For example, let’s have a look at March/June 2016 question paper, the question is as follows:Sale of equity investment in the European country
It can be assumed that the date today is 1 March 2016.
It is expected that Lirio Co will receive Euro (€) 20 million in three months’ time from the sale of its investment. The € has continued to remain weak, while the $ has continued to remain strong through 2015 and the start of 2016. The financial press has also reported that there may be a permanent shift in the €/$ exchange rate, with firms facing economic exposure. Lirio Co has decided to hedge the € receipt using one of currency forward contracts, currency futures contracts or currency options contracts.
The following exchange contracts and rates are available to Lirio Co.
$ Per €1
Spot rates $1·1585 – $1·1618
Three-month forward rates $1·1559 – $1·1601Currency futures (contract size $125,000, quotation: € per $1)
March futures €0·8638
June futures €0·8656In the above scenario, what rate we would use in order to find out the amount that will be received on the date of transaction, i.e. in three months’ time?

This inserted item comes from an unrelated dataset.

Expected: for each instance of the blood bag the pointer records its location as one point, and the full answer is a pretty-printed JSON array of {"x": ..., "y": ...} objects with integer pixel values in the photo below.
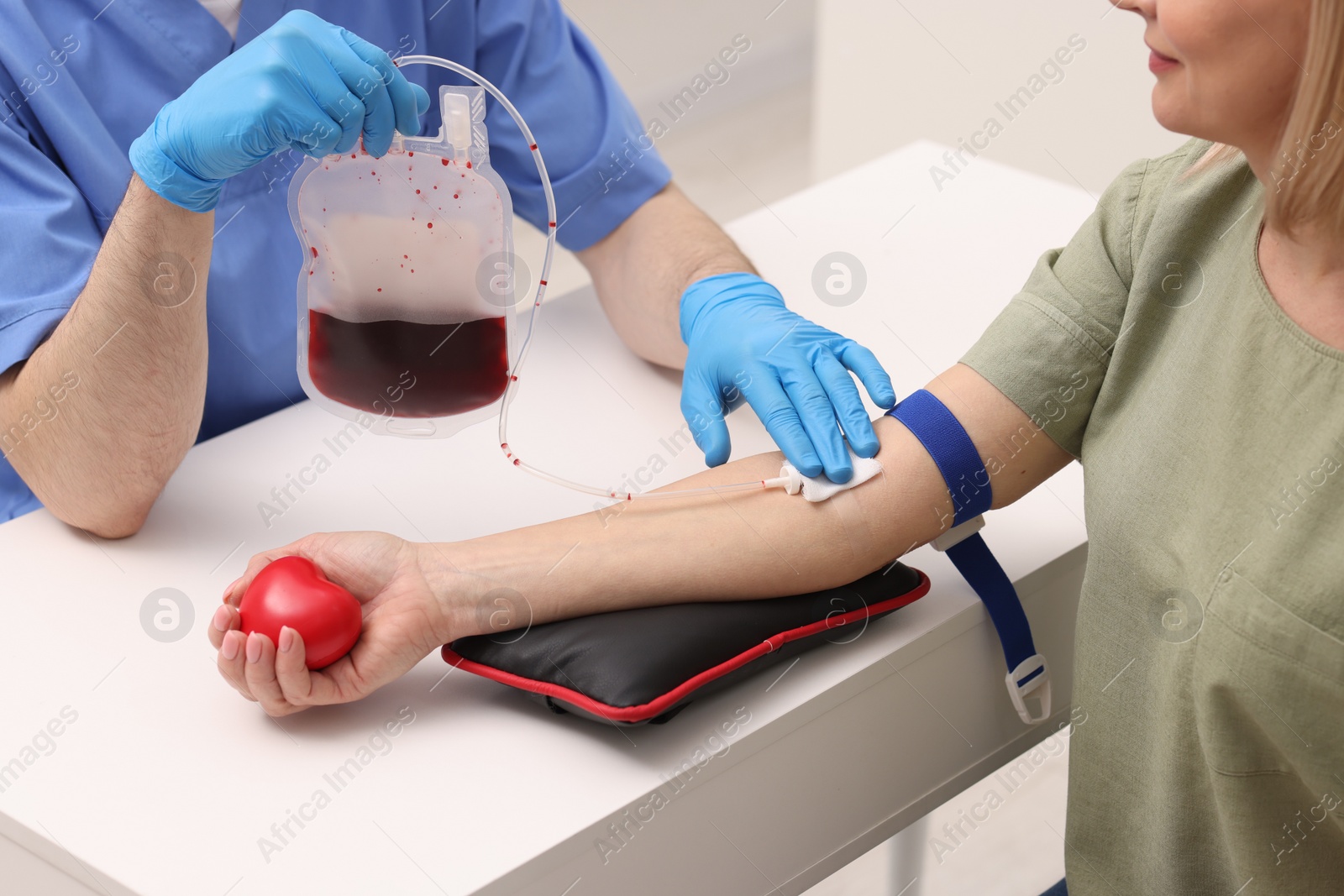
[{"x": 407, "y": 298}]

Any help will be hugely appreciated.
Regards,
SamAugust 22, 2016 at 6:14 am #334445Some exam questions give the spot rate at the date of the transaction (in which case you use it as in the lectures), others do not.
If you are not given the spot rate at the date of the transaction then you calculate the ‘lock-in’ rate (which is the net effect of converting the transaction at spot together with the gain or loss on the futures – we can calculate this because we can calculate how the basis will change).
If you watch my free lecture on lock-in rates (it is listed on the list of lectures) then I explain this in detail.
August 22, 2016 at 2:46 pm #334533Alright. Thanks very much sir. Really appreciate it.
Regards,
MaisamAugust 22, 2016 at 3:07 pm #334540You are welcome 🙂
August 22, 2016 at 9:39 pm #334607Hello Sir,
Just a quick update. The lock-in rate I calculated is 0.8647 with the basis on 1st of March being 0.0049 and on the date of transaction 0.0012 (change in basis = 0.0037)
The examiner calculated lock-in rate being 0.8650 using both march and june futures.
Am I doing it wrong? I need your help.
Thanks!
Regards,
MaisamAugust 23, 2016 at 6:34 am #334635The current spot is 0.8632 (1/1.1585) and the June futures are 0.8656.
So the current basis is 0.0024.There is 3 months to go to the date of the transaction, and 4 months to the expiry of the futures – so 1 month unexpired.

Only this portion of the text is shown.